Indeed, if a profile has a “good” financial profile, attractive, inspiring confidence; it will always be interesting for a bank. She will therefore do everything necessary so that he does not go to another establishment than his own.

Negotiating a mortgage loan: what are the advantages for you?

Negotiating a mortgage loan: what are the advantages for you?

The negotiation of the repurchase of your mortgage is important for you because you it is the opportunity to put into play the conditions relating to your loan .

In this crucial step, you will talk with the bank that interests you about the duration of the loan, the interest rate, and also the repayment deadlines . Every important point for you should be addressed there.

By negotiating skillfully with a bank, you can obtain very attractive rates. You will also be able to benefit from lower insurance costs than from the competition.

Also be aware that you can get reduced monthly payments.

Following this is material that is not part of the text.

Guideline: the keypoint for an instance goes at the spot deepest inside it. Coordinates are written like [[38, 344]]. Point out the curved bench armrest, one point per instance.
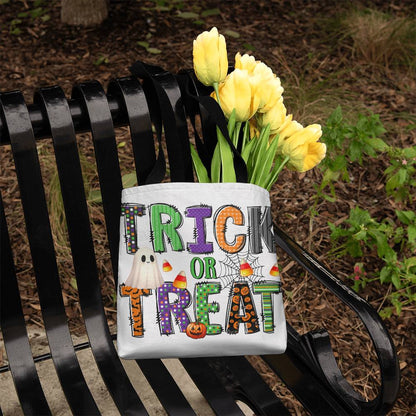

By having yourself seconded by a real estate broker, you will be sure to have a strong ally with you.

You will have someone by your side who fully understands your expectations. Indeed, you will have previously discussed with him all the points to be negotiated. This real estate broker will be able to support you effectively in your negotiation, so that you obtain maximum success.

As you can see, a successful negotiation will bring you significant advantages.

In conclusion…

Changing banks when you have a mortgage in progress is entirely possible . Here you have the choice between keeping your current mortgage in your original bank, or requesting the repurchase of this loan by your new bank.

Before you decide, carefully consider the pros and cons of each solution.

If you hesitate between these two choices, it will be best for you to take advice from a real estate broker, who will provide you with all the information you need.